Luciano: I think in general, we focus a lot here on the compute cost itself. And it's definitely the biggest chunk of the cost when you run ECS workloads. Of course, when you run ECS workloads, you will have additional cost coming from your logs, your metrics, data transfer, disk I/O, and we can even extend that if you're using databases, probably how you interact with the database, how much data do you store and so on, and the cost of, I don't know whether it's Dynamo or RDS.

So in general, it's very hard to make just cost optimization only looking at the compute itself. So I would suggest to expand a little bit the horizon there and see if there are other opportunities for cost optimization. For instance, maybe you can reduce the retention of logs if you are storing logs indefinitely. You can put a retention time, or if you have some retention time that is very high, maybe you can reduce that and that can give you significant cost saving almost immediately with a very small change.

So I guess the suggestion there is try to look for opportunities to do cost saving, not just outside the realm of ECS itself, but just looking at what else ECS is kind of forcing you to use because you need to run very specific workloads. And there are some other tools that we might want to recommend there just to have other ideas on where there can be opportunities to save cost. One is the Fargate Right Sizing Dashboard, which basically is a tool that you can just deploy in your own account and use as container insights metrics to identify if there is any waste or optimization opportunities.

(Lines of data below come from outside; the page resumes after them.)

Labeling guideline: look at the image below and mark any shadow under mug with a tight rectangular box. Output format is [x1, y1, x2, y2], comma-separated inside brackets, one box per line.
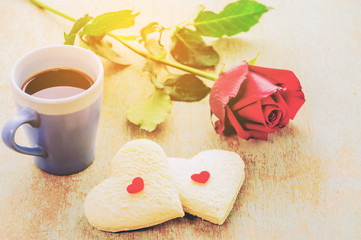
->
[2, 45, 104, 175]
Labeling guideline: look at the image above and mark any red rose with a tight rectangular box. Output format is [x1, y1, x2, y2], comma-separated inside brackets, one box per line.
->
[209, 61, 305, 140]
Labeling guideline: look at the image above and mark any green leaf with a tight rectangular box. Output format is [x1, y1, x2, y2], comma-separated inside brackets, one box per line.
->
[140, 22, 163, 41]
[82, 36, 130, 65]
[80, 10, 139, 36]
[163, 74, 211, 102]
[170, 28, 219, 68]
[127, 89, 172, 132]
[248, 52, 261, 65]
[64, 14, 93, 45]
[144, 38, 167, 58]
[193, 0, 270, 38]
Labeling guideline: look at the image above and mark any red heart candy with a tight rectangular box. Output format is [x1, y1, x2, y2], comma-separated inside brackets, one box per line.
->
[127, 177, 144, 194]
[191, 171, 211, 183]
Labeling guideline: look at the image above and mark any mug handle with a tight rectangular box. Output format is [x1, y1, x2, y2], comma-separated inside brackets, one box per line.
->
[1, 108, 48, 157]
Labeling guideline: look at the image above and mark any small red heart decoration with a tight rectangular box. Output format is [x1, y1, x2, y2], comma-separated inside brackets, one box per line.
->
[127, 177, 144, 194]
[191, 171, 211, 183]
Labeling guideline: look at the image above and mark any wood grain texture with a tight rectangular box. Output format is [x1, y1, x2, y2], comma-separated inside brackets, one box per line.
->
[0, 0, 361, 239]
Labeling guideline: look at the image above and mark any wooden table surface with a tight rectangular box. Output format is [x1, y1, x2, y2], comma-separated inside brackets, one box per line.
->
[0, 0, 361, 239]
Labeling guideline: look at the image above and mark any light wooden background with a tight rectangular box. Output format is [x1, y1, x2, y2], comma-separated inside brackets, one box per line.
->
[0, 0, 361, 239]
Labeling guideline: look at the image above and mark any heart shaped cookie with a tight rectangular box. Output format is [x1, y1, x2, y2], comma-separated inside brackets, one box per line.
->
[84, 139, 184, 232]
[168, 150, 245, 225]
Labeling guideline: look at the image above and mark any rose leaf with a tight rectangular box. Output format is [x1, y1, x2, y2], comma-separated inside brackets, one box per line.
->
[126, 88, 172, 132]
[82, 36, 130, 66]
[64, 14, 93, 45]
[170, 28, 219, 68]
[163, 74, 210, 102]
[80, 10, 139, 37]
[193, 0, 271, 38]
[248, 52, 261, 65]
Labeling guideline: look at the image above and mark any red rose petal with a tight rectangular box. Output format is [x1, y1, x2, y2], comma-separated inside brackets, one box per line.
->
[232, 101, 265, 124]
[249, 65, 306, 119]
[209, 61, 248, 133]
[127, 177, 144, 194]
[249, 65, 302, 90]
[191, 171, 211, 183]
[232, 72, 281, 109]
[280, 90, 306, 119]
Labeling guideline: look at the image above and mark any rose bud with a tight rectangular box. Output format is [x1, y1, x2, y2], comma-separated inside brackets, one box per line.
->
[209, 61, 305, 140]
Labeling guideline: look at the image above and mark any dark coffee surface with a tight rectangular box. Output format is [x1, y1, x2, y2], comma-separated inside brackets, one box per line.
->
[21, 68, 94, 99]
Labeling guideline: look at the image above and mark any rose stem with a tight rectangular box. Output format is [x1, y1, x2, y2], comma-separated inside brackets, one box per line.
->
[30, 0, 218, 81]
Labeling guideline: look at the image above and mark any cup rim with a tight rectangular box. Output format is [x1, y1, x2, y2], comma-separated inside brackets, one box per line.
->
[10, 45, 104, 105]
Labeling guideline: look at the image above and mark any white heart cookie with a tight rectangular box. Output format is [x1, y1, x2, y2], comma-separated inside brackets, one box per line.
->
[84, 139, 184, 232]
[168, 150, 245, 225]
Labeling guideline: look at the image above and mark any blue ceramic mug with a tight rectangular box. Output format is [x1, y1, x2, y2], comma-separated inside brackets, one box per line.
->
[2, 45, 104, 175]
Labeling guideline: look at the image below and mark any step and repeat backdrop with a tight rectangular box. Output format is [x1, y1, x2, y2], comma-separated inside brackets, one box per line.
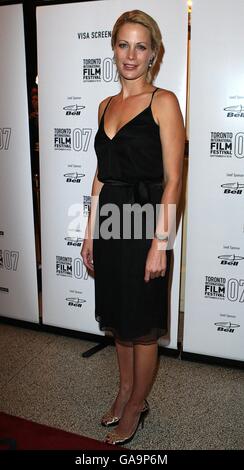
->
[37, 0, 187, 348]
[183, 0, 244, 360]
[0, 0, 244, 360]
[0, 5, 39, 322]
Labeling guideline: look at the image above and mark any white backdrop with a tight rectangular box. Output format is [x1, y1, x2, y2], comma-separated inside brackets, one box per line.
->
[0, 5, 39, 322]
[37, 0, 187, 348]
[183, 0, 244, 360]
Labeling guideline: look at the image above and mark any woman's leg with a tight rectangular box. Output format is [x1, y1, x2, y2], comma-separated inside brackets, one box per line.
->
[108, 342, 158, 442]
[106, 341, 134, 417]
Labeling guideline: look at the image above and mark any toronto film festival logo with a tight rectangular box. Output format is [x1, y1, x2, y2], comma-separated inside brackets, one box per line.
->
[66, 196, 176, 250]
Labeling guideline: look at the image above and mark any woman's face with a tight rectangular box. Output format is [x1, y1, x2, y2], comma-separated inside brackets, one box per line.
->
[114, 23, 154, 80]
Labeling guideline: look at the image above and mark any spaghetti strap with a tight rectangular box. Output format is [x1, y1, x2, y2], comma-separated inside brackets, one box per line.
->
[149, 87, 159, 106]
[101, 96, 113, 120]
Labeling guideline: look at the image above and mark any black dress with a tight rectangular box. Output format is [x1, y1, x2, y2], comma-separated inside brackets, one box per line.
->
[93, 89, 170, 344]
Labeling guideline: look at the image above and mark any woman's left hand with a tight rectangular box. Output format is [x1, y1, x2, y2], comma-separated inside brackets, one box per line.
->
[144, 239, 167, 282]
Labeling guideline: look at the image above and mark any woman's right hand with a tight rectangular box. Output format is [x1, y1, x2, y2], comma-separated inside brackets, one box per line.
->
[80, 238, 94, 271]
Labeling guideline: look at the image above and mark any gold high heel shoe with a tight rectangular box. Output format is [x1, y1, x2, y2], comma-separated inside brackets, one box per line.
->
[105, 400, 150, 445]
[101, 400, 149, 427]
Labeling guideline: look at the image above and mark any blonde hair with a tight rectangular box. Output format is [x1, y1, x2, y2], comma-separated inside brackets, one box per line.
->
[111, 10, 164, 82]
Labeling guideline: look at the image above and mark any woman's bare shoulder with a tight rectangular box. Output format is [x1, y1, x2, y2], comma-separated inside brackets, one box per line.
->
[155, 88, 178, 104]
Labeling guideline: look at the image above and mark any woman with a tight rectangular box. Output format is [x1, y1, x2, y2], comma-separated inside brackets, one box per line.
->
[81, 10, 185, 444]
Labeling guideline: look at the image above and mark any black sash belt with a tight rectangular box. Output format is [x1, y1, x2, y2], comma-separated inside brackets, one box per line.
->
[103, 179, 163, 205]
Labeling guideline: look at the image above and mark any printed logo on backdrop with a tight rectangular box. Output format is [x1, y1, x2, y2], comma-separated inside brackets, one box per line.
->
[0, 127, 11, 150]
[82, 57, 118, 83]
[64, 236, 84, 246]
[54, 127, 92, 152]
[65, 297, 86, 308]
[210, 131, 244, 158]
[0, 286, 9, 294]
[0, 250, 19, 271]
[63, 104, 85, 116]
[214, 321, 240, 333]
[64, 171, 85, 183]
[210, 132, 233, 158]
[83, 196, 91, 217]
[56, 256, 73, 277]
[204, 276, 244, 303]
[221, 181, 244, 195]
[224, 104, 244, 118]
[205, 276, 226, 300]
[54, 127, 71, 150]
[56, 256, 88, 280]
[218, 255, 244, 266]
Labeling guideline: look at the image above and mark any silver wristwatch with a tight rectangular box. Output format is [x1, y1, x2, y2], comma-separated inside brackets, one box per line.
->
[154, 232, 169, 242]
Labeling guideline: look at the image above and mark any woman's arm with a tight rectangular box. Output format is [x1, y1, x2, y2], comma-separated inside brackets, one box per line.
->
[144, 90, 185, 282]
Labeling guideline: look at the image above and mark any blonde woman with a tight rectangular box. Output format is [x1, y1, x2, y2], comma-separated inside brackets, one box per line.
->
[81, 10, 185, 444]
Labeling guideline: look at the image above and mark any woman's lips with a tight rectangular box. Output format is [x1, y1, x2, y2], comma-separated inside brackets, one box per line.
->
[124, 64, 137, 70]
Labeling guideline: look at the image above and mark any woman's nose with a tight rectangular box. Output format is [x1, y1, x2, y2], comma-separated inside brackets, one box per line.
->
[128, 47, 135, 60]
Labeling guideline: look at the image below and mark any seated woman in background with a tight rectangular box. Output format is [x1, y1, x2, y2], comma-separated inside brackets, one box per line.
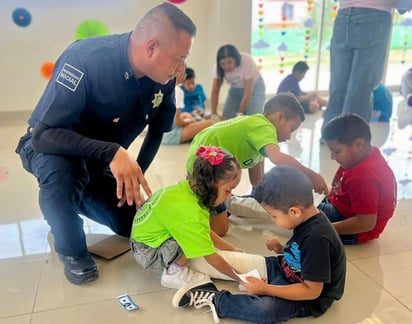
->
[211, 44, 266, 119]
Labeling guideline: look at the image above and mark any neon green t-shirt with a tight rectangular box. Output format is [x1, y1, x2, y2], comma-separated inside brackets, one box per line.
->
[131, 180, 216, 259]
[186, 114, 278, 173]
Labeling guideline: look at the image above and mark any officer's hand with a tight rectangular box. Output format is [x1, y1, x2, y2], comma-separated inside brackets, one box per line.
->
[109, 147, 152, 208]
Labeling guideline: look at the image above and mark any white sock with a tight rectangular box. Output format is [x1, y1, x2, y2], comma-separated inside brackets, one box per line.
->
[167, 262, 185, 275]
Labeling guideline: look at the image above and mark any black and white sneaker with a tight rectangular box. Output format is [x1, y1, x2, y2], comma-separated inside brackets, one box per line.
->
[172, 282, 220, 323]
[58, 253, 99, 285]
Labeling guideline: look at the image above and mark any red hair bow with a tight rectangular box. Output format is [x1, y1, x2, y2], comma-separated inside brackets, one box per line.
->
[196, 146, 225, 165]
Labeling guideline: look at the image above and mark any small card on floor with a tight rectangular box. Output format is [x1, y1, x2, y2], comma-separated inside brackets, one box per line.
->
[116, 294, 139, 311]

So we will have the link in the show notes, but again, it's just something you can decide to deploy in your own account and use it as an additional tool to get more visibility. And similarly, there is a tool already in AWS, in AWS Cost Explorer specifically, that is something that can give you a recommendation for right sizing EC2 instances. So something that you can just have a look at if you're using a lot of EC2 instances to back your ECS and just make sure that those instances are actually used well enough.

Maybe you can just get away with a smaller instance or just a different kind of instance. So that's everything we have for today. And because this is a very big topic and I think cost optimization, as you say, is a little bit nebulous. It's a little bit of an art. We would be really curious to know if you have other tricks that you learned along the way. Please share them with us and we'll be sure to share them on Twitter, on YouTube or in a next future episode. And this is definitely a topic where you never learn enough. You always need to discover something new. So I think it's very, very important that as a community, we keep sharing what we learn so we can all learn from each other. So thank you very much for being with us today. I hope you found this informative and we look forward to seeing you in the next episode. Bye.